Ralph

James Stewart in Bend of the River, 1952.

Il y a ces personnes qui sont à 30 sigmas de toute forme de vie humaine. Ce théoricien allemand devenu aussi expérimentateur, à l’esprit d’une brillance hautement supérieure, si calme, bienveillant et visionnaire, est celui qui tient la collaboration Auger et qui dirige son institut depuis six ans. Sa présence dans une pièce est comme un baume. Les tensions s’apaisent et la physique ré-émerge. Il manie avec une force tranquille le langage scientifique comme les histoires drôles.

Tout le monde sait que c’est mon idole et j’en joue volontiers en plaisantant avec mes collègues, comme s’il était Brad Pitt – ou non, plutôt James Stewart. Avec son grand chapeau de cuir, son air doux mais ferme, sa silhouette bien faite et ses chemises bien repassées, il a effectivement une certaine dégaine – pas désagréable.

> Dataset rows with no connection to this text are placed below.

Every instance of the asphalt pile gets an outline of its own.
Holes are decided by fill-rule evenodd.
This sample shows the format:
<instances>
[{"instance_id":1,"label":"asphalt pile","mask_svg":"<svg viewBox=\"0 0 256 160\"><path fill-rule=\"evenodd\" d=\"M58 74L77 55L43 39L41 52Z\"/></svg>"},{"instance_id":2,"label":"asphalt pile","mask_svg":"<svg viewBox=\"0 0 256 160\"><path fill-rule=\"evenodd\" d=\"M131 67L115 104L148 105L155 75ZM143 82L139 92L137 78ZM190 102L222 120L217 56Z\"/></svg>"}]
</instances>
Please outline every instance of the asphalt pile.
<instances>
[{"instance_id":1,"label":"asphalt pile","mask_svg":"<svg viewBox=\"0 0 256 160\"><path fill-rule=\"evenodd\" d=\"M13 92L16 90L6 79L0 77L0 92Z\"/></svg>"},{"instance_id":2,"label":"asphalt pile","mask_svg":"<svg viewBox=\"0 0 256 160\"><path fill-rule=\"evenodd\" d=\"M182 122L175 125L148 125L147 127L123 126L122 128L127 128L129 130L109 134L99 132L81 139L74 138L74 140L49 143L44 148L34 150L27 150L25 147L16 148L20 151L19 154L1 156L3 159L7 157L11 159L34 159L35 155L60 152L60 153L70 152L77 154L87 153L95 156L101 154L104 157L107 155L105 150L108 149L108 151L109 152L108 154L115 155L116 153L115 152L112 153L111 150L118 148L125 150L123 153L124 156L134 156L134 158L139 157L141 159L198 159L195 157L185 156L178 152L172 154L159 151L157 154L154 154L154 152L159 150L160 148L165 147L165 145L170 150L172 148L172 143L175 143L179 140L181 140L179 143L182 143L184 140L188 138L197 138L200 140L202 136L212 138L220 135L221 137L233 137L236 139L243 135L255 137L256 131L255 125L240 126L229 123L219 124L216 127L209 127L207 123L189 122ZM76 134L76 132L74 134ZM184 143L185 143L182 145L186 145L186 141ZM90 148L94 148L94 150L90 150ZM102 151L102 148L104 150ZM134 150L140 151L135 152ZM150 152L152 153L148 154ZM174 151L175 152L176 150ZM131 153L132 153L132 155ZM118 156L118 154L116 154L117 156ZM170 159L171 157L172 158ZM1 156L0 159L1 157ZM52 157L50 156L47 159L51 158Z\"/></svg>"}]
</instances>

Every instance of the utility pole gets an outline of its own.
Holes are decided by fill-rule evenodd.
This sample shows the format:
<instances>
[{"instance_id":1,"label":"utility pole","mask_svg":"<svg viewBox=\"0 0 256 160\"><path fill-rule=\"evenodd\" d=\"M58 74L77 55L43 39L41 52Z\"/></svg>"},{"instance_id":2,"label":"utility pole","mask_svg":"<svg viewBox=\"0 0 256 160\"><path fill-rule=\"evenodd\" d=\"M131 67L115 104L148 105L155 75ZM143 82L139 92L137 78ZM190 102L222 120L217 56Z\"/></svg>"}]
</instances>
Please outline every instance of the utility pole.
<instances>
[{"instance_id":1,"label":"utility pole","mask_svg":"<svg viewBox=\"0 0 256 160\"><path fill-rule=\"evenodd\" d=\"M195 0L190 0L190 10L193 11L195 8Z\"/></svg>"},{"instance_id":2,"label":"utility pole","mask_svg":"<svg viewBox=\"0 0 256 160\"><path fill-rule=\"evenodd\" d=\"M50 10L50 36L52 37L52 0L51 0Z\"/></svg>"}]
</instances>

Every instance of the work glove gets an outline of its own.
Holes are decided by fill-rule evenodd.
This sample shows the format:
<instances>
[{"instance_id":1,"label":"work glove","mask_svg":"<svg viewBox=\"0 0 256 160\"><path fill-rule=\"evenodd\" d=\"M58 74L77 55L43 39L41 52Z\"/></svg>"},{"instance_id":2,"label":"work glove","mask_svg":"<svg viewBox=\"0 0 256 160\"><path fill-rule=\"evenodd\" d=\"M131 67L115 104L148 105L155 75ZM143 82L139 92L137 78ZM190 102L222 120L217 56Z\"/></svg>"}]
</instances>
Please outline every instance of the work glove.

À Malargüe, l’homme le plus occupé de la communauté m’accorde deux dîners avec l’équipe allemande pour discuter stratégie autour du projet G. En rentrant du second, dans le lobby de l’hôtel, je tente ma chance et lui demande conseil sur ma carrière. Le lendemain matin, nous avions rendez-vous à 7h30 pour petit-déjeuner. Il a réservé une table dans un coin. Et il se passe ce que j’espérais secrètement : la connexion.

Nous parlons de tout ce qui importe. De sa fille. De mon fils. Il m’annonce aussi comme une évidence : Oui, tu vas prendre la direction de ton laboratoire – avec panoplie de raisons et conseils. Je n’en suis plus à ça près, et un jour où l’autre les frontières vont se dissoudre, alors je lui parle de mon livre. Comme Andromeda, comme N., comme K., il me dit n’avoir jamais rien lu qui donne la dimension de ce que nous vivons, nous scientifiques, et m’intime de l’écrire. Il est l’heure d’aller travailler. Il me propose : demain, on continue, à la même heure.

Le lendemain, je grignote mon alfajor trempé dans le mauvais café argentin et il dévore son breakfast continental. Il n’y a aucun déchet dans ce que nous partageons. Le soir-même, au dîner de collaboration Auger, devant deux cents personnes, il fait un one-man show, un discours drôle, fin, émouvant. J’y retrouve des bribes de notre conversation matinale. Je me dis que c’est une coïncidence, mais quand je l’attrape plus tard pour lui exprimer mon enthousiasme, il me fait un clin d’oeil, puis me propose : demain matin, avant ton départ, petit-déjeuner à 7h.

L’homme le plus sollicité de la communauté envoie gracieusement paître tout le monde pendant notre troisième petit-déjeuner en tête-à-tête : « Nous avons des choses à nous dire avec Electre. » Je sais qu’il est rentré se coucher la veille à 2h, a dormi à peine quatre heures pour discuter avec moi. J’avais aussi peu dormi, mais je m’en moquais bien.

Je me disais : peut-être qu’en conversant avec Ralph, en écoutant ses pensées, ses conseils, ses histoires, sa vision, sa sagesse va finir par infuser un tout petit peu en moi ? Je me plains tellement de manquer de reconnaissance dans mon métier, de donner tout le temps, du sentiment d’abus des hommes, je médis, je peste, je suis pleine de colère et d’aigreur. Et voilà un homme qui n’est que générosité et brillance d’esprit. Qui fait tout pour la communauté dans la considération de chacun et l’amusement de la physique, toujours débordé par ses engagements, les cheveux blanchis par ces six dernières années, et qui ne se plaint jamais.

Je monte dans mon taxi, affronter les quatre heures de route vers Mendoza puis mes quatre vols jusqu’en Pennsylvanie, et j’emporte avec moi cette réflexion : devant les ailes de la gaussienne, on ne peut que se sentir toute petite.